My x-supporter doesn't seem to know the difference between constructive feedback, giving info, and just outright dumping his frustrations on me at this point. He doesn't like being told when he is off, and he allowed himself to get burned out, badly, and I almost wonder if it was on purpose. Either way, he's not my top priority. He can take care of himself, and I can take of myself, and perhaps that is also what distresses him.

But thank you for the words, Mrs. T. It's good to remember the importance of communication when the avenue is open. :)
 
What you are discussing is interesting. I have a strong feeling my husband is not going to change from his age two year old denial stage.

He came with excellent credentials but knows nothing about being a partner. I got to where I don't care what he does with his life so I didn't die from the pain of it.
He is responsible with money, pennypincher, and I need someone to support me. I have an overwhelming fear of supporting myself financially, or doing it alone. I have agoraphobia and without drugs cannot talk to others in a conversation. My jobs have been as slave to a master and they didn't pay well.

I basically don't believe I could ever meet a man that would respect me or want to be with me or help me unless he had an ulterior motive to steal everything from me physically and emotionally.

I was a psych major and began counselling in grad school twice. The first time I had a nervous breakdown that lasted from age 21 to 33. The second time I went to grad school I got married instead of finishing because marriage and family is what I wanted out of life, not a career.

I have seen dozens of psychologists, psychiatrists, therapists, hospitalized, therapy groups, support groups, drugged into a zombie, but mostly it is the people/Christians who really love me and accept me that help me the most.

My parents were living some image created for them and I was not treated as a child to nurture but was expected to learn how to be an adult and function with no help from them, and even semi-imprisoned when necessary.

I've only met two women who treated me with compassion, basically accepted me with no expectations, but emotionally supported my mere existence. I am 62. I met one at age 36 and one at age 58. She died in 2 years. Her husband died less than a year later. They alone gave me confidence to live.
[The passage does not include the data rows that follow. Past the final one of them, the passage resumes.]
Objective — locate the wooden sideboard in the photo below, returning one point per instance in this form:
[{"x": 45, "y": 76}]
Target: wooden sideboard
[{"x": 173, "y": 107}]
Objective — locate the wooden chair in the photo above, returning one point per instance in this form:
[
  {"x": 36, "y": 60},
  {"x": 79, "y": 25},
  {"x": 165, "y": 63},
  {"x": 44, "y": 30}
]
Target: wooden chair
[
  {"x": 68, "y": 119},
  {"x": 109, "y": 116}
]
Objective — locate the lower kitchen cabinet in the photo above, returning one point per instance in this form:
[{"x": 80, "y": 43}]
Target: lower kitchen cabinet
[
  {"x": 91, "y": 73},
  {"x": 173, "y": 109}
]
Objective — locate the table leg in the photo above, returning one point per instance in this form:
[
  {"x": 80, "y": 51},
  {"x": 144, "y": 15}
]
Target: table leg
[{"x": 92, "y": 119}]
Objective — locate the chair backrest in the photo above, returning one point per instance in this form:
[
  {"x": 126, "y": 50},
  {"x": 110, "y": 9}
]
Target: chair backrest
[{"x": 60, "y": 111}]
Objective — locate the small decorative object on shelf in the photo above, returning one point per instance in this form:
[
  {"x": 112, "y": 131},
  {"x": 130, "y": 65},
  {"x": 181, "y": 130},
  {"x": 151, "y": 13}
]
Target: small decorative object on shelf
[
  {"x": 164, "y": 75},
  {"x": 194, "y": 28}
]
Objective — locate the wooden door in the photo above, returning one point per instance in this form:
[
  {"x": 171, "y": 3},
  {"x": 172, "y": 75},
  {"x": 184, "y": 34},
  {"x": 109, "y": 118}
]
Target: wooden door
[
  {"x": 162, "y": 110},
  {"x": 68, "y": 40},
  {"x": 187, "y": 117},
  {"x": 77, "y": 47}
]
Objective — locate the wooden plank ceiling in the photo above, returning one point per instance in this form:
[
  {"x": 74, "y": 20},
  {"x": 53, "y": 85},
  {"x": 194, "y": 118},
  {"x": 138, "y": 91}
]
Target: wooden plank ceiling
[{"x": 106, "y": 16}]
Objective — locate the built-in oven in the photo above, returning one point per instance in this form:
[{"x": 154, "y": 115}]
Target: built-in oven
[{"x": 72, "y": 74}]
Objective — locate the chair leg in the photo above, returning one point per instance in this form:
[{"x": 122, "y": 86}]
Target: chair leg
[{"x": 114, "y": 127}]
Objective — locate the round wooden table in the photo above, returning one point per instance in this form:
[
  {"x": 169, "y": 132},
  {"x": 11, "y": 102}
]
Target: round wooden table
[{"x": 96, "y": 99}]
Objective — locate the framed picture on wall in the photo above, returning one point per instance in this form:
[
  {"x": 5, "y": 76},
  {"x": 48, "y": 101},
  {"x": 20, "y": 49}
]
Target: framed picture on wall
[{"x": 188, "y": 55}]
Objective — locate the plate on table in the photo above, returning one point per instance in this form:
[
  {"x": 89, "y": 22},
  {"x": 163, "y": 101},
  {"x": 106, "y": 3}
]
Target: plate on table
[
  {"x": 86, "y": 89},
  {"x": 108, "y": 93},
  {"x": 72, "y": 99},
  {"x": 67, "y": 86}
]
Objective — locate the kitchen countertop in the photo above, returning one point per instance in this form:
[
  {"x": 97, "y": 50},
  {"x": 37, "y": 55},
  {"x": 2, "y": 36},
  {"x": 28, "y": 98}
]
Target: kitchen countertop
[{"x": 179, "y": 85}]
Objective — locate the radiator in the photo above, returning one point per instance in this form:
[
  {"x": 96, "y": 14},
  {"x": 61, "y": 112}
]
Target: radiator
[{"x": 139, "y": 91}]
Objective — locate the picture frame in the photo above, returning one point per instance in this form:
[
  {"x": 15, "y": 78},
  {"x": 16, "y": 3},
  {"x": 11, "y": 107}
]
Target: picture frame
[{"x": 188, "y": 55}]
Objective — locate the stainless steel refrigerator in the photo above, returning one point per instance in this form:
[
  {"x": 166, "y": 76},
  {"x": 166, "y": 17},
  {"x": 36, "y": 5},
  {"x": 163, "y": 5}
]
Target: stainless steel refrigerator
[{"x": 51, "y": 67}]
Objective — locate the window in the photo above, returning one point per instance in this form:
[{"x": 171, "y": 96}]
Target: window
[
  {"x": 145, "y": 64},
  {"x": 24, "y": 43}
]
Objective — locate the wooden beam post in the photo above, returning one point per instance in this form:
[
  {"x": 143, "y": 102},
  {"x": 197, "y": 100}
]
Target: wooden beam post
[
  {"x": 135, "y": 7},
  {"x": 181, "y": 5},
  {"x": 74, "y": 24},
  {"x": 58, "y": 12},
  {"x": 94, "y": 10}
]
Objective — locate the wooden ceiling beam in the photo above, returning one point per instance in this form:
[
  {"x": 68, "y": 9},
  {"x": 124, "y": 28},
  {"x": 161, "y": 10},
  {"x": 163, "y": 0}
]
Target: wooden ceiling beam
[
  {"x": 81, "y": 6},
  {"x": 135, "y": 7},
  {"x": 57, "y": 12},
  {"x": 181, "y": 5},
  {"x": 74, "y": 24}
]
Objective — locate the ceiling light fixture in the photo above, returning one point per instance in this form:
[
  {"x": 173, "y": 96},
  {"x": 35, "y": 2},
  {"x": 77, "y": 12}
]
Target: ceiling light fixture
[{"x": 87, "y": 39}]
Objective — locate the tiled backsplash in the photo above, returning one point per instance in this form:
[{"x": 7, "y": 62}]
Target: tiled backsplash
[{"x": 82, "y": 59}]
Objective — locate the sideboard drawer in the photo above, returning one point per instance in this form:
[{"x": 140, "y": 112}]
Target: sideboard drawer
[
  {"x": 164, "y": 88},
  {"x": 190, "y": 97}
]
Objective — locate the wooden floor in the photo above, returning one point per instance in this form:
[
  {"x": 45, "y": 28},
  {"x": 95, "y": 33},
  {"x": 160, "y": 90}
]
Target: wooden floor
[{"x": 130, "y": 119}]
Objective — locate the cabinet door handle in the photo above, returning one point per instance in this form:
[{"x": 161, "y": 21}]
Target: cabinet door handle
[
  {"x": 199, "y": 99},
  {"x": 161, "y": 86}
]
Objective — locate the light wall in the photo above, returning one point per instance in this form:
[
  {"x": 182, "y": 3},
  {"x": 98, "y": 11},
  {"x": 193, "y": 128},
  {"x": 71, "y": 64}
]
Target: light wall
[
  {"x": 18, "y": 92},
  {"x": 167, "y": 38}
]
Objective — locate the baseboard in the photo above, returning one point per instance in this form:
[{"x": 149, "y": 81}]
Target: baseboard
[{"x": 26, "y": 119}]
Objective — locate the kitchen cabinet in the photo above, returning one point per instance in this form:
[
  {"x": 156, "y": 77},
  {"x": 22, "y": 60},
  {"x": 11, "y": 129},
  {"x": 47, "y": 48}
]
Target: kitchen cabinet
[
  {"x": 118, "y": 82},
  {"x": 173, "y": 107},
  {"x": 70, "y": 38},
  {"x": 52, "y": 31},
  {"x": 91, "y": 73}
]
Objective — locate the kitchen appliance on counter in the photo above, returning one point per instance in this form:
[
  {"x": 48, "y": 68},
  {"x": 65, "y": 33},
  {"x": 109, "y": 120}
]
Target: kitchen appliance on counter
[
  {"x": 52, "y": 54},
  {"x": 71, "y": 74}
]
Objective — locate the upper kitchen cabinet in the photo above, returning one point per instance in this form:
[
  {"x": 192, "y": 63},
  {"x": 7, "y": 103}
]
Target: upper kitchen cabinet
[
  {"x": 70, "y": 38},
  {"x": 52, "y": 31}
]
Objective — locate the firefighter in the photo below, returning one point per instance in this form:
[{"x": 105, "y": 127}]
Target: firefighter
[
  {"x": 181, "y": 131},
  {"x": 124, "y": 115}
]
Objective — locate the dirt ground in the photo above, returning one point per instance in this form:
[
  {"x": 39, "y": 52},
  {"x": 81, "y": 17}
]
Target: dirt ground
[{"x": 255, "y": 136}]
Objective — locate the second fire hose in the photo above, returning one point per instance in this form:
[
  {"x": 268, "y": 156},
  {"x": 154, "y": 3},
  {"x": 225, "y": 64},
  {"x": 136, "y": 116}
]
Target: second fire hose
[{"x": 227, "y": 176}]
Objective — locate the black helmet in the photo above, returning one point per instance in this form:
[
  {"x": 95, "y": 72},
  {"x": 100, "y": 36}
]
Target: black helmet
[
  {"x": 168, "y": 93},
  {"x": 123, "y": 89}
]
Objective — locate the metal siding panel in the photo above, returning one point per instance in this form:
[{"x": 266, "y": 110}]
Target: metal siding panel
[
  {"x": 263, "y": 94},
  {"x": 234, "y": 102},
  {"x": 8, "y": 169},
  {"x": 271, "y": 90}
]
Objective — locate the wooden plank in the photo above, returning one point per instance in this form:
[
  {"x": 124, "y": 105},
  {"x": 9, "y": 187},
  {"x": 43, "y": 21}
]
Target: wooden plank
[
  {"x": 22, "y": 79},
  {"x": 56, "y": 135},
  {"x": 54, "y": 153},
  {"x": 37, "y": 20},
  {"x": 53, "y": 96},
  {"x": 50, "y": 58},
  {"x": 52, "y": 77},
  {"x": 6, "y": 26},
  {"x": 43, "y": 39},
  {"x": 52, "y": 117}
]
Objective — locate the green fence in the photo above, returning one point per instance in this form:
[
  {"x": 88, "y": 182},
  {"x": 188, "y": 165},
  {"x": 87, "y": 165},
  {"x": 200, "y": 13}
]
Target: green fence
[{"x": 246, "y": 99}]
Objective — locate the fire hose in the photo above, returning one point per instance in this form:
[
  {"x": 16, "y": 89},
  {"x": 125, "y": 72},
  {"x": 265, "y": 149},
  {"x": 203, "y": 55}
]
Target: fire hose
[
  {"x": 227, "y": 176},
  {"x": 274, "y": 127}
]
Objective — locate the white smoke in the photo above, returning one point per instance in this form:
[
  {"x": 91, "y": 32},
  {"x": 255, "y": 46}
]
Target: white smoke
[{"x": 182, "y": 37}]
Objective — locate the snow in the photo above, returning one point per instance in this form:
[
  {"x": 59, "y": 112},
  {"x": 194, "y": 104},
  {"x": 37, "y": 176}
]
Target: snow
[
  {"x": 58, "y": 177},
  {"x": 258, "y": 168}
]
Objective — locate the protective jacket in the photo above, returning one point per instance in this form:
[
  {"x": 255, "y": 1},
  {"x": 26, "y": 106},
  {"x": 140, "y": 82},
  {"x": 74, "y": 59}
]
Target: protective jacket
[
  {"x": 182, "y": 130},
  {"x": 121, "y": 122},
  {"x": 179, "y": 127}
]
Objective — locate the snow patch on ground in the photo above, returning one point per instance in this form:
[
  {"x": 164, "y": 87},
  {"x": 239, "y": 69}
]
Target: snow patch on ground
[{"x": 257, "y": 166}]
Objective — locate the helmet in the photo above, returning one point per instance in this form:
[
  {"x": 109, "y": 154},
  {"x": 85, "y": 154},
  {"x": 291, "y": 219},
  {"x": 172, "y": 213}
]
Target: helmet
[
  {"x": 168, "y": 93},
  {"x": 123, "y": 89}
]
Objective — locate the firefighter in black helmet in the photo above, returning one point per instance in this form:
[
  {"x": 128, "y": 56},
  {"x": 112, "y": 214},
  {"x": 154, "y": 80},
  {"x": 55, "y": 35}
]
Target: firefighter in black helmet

The trouble is that I haven't been able to communicate and chose men who did all the talking. Then the bad stuff shows up. My husband thinks compassion is weakness.

<Full line spaces inserted between paragraphs>
 
Knak, I'm so sorry you've had such a tough time. I hope you've found some insights and validation here.

Eloise, a few things to add.

First, what is positive in your relationship? Why would you want him in your life? Why does he want to be in your life? I hope that you will add that topic to your agenda. If there are great things about your relationship, and great things you see in him, that gives you a starting point. If there isn't anything worth saving, then you are better off without him. On top of that, every relationship needs positive interactions to balance the negatives. You can't survive the tough stuff if there isn't a good measure of positive and neutral stuff.

Second, I think a fundamental issue with your ex is that he wants to solve your problems. He needs to back way up and do his best to come from a place of SUPPORT not FIXING. Do you think he can understand this distinction? SUPPORT means respecting you and the choices you make and accepting that what you say is your reality is the real thing. You are the driver of your life. He is a passenger. FIXING means he's the boss or the parent and you are not in control.

Third, a ground rule that works well with me (supporter) and my bf (sufferer) is that when we are talking about something tough and it gets difficult or painful for either of us, either one of us can say STOP (well, what we actually say is "Let's talk about squirrels") and we immediately move the conversation to harmless and neutral topics. If your supporter is going to explode if he doesn't get out that one last point, he can write it down for later. This way you might be able to avoid the worst of the blow-ups and yelling and painful stuff, by cutting things off before you get too far down that road.